If your apparent goal is to leave the world a little bit worse than you found it, do you deserve to die alone? That's the question Ann Coulter unwittingly posed via Twitter Friday afternoon: "We singles live empty lives of quiet desperation and will die alone," she wrote. Coulter, a staunch opponent of equal rights and human decency, was voicing her opposition to Sen. Marco Rubio's plan to grant working families a tax break.
"Now," Coulter continued, "Rubio is demanding that we also fund happy families with children who fill their days with joy." The implication, of course, is that Coulter's life is filled with sorrow (if you didn't grasp that from the phrases "quiet desperation" and "die alone"). Some may say she's being facetious, but let's take her at her word for a moment.
The bluntness of Coulter's statement is unnerving. Ann Coulter has opined meaninglessly on many, many things, but never has she invited pity. By contrast, Coulter has largely invited alienation, thanks to comments that reek of homophobia, racism, elitism, misogyny, and general discrimination.
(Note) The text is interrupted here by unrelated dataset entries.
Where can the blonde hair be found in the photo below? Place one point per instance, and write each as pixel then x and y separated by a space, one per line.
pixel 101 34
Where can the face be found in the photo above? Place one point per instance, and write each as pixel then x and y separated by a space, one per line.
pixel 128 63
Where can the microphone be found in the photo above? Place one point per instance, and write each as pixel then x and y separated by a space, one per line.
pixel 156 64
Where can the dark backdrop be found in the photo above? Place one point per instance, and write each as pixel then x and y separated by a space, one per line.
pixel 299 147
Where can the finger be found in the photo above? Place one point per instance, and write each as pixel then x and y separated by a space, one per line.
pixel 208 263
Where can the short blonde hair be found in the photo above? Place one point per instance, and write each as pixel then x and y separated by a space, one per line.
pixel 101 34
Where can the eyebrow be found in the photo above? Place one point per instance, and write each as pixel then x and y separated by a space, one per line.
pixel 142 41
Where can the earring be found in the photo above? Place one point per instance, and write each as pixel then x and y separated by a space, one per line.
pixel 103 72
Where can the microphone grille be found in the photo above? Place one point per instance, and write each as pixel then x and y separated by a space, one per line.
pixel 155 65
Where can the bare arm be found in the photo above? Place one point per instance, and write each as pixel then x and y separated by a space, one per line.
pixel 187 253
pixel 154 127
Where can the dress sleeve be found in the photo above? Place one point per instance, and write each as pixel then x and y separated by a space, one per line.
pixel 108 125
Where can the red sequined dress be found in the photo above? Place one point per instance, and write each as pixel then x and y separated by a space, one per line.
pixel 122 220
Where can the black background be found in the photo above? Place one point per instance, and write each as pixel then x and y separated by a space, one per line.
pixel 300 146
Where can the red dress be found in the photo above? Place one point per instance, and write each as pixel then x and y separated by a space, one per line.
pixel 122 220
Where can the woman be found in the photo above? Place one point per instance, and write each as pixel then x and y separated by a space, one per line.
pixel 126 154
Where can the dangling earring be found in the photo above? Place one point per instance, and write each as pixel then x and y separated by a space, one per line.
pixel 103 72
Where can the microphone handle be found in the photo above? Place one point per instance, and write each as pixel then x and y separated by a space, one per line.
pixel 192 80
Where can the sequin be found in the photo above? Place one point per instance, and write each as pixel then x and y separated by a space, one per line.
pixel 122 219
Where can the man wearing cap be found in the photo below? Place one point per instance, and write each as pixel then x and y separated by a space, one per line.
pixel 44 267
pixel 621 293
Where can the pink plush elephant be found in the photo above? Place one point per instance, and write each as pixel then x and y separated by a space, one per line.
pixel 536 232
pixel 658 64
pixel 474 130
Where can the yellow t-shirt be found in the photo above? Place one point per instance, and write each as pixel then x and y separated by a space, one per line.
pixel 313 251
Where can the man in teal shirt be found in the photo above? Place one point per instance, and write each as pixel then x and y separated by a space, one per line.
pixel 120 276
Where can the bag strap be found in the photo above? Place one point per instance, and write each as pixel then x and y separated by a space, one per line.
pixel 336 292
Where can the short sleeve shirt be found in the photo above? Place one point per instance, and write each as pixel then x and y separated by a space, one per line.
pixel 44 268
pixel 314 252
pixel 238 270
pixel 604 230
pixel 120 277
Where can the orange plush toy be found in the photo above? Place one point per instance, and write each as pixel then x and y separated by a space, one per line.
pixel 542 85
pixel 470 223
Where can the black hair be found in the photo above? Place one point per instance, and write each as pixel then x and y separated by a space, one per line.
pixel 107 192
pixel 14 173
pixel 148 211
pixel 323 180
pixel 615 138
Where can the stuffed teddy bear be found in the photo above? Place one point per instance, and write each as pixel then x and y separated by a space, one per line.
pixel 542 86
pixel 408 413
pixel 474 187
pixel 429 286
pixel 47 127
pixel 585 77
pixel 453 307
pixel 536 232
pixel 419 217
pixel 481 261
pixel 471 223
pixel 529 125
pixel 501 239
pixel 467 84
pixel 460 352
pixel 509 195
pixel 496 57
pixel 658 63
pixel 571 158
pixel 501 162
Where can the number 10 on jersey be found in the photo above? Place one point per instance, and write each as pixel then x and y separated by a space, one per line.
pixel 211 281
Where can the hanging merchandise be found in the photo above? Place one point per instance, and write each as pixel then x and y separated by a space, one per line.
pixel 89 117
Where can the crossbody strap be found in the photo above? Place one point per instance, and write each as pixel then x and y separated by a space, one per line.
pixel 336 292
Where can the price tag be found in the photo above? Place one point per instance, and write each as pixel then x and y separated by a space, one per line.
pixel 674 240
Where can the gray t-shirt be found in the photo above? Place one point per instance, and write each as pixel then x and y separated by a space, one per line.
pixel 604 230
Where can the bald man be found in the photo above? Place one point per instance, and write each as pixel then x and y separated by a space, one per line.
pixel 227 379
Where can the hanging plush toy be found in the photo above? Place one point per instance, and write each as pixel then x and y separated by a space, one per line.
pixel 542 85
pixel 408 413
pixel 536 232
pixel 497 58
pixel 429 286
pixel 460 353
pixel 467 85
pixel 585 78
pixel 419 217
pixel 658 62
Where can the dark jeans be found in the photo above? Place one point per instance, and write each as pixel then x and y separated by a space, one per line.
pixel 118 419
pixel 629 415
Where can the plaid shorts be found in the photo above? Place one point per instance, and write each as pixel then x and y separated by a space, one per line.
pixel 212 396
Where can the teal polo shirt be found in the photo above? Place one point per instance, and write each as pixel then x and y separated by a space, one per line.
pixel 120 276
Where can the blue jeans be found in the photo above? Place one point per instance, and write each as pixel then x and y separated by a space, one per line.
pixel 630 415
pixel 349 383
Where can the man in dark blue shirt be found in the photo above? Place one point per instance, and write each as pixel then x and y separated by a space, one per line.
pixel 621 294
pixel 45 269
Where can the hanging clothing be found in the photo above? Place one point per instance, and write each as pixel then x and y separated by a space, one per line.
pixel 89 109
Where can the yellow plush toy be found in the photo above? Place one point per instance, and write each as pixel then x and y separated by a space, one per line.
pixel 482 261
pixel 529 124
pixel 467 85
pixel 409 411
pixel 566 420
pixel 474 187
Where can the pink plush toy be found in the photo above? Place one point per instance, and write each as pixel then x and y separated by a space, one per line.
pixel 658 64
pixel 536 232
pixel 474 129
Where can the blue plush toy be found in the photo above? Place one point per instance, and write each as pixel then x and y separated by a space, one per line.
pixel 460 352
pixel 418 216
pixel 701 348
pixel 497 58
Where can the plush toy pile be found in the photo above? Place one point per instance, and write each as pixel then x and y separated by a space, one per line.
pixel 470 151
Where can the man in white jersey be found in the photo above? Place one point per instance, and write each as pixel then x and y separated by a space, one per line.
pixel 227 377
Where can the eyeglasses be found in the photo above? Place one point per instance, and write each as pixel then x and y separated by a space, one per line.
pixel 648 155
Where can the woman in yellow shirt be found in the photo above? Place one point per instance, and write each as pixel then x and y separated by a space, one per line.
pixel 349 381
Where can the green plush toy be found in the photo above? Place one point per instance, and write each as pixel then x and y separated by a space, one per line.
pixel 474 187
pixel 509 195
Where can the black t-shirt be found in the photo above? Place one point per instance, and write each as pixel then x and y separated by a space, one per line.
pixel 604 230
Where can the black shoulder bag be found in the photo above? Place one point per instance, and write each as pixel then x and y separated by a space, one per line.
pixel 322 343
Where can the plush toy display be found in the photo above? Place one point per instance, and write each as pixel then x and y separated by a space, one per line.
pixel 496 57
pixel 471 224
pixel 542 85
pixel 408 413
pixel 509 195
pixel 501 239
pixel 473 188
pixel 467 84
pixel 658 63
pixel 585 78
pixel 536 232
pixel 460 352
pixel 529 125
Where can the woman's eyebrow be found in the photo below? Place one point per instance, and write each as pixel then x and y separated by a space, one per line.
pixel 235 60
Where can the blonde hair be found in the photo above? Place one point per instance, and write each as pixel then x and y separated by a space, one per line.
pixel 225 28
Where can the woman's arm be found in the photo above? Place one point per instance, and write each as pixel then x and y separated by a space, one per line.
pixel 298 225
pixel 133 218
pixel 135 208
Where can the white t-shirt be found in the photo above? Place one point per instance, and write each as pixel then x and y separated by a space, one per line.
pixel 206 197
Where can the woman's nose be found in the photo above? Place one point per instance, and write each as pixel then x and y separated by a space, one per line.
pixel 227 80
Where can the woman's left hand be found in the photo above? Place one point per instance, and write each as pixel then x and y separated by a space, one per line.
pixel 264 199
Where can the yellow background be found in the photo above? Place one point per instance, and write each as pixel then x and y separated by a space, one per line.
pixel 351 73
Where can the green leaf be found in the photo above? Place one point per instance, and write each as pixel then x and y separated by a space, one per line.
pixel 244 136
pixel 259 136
In a twist, Coulter has now made herself the center of an ethical dilemma: If you hate a person as viscerally and justifiably as most of the United States hates Ann Coulter, do you wish them "quiet desperation" and a lonely death?
Let's kick things off with one fact: Ann Coulter is a 56-year-old single women. She's part of a demographic that is already alienated from society, relegated to a stereotype of "past her peak." She's childless by choice, which would have left her demonized by much of America even if she hadn't, say, once claimed that America would be a better place if women couldn't vote.
It's no surprise that some observers will agree that Coulter deserves to live an "empty life." The question is: Why? Does Coulter deserve to suffer because she's an openly racist, sexist, homophobic injury to America, or do we secretly enjoy mocking a divisive 56-year-old women for being "left on the shelf"?
As with every "Is it sexist?" question, consider: If a 56-year-old man, a much-hated far-right blogger and discrimination activist, went on the record with his sadness over being alone as well as lonely, would we mock him to the same extent? If Alex Jones described his life as being one of "quiet desperation," would you be glad because Jones has caused pain to so many, or because Jones is the living embodiment of a sexist stereotype?
Chances are, you wouldn't sympathize with Jones' plight simply because Jones is a terrible human being. With Coulter, however, there's an additional note of sheer joy: But what man would want Ann Coulter? Maybe Ann Coulter deserves to be as miserable as the "lonely old lady" stereotype suggests.
Believe me when I say that almost everybody has a right to despise Coulter, a woman who has rudely alienated almost everybody. While Coulter has every right to her own emotions, she's also a straight white women worth more than $8 million, most of which she's earned by encouraging discrimination.
Yet, when our hatred for Ann Coulter falls in line with a stereotype that hurts woman — hurts the image of another successful, kind, beloved 56-year-old woman, for example, one who believes fiercely in equal rights — we need to consider whether there's an element of ingrained misogyny.
Let's look at Coulter through the lens of Paul Ryan for a minute. Ryan went on the record this week calling for women to have more babies: "I did my part," he said, referring to his three children, "but we need to have higher birth rates in this country." In other words, reducing women to inane baby-machines, directed to churn out progeny for the good of the country.
In Paul Ryan's world, women belong to the dystopian world of The Handmaid's Tale, useful primarily for the purposes of breeding and raising children. Ryan probably doesn't like Coulter much, considering Coulter once compared him to "a mentally impaired actor" and described him as irrelevant compared to other members of his party. Here's the rub: Ryan probably also doesn't like Coulter because she doesn't fall in line with what he thinks a woman should be.
Coulter, for all of her faults, is outspoken, brave, and a master of her own universe. Coulter has chosen to end relationships that weren't right, to hold back from having children, and to be open about her marital status. To Ryan, she is wrong. To Ryan, she probably deserves to be miserable, being a woman who has not "done her part."
You want to hate Ann Coulter? Fine. Be careful, however, that your dislike of her principles doesn't overlap with what men have tried to teach you about women for centuries. If Coulter is miserable, she doesn't deserve to be because she's a single woman. It's because she's Ann Coulter.
Editor's Note: This op-ed does not reflect the views of BDG Media and is part of a larger, feminist discourse on today's political climate.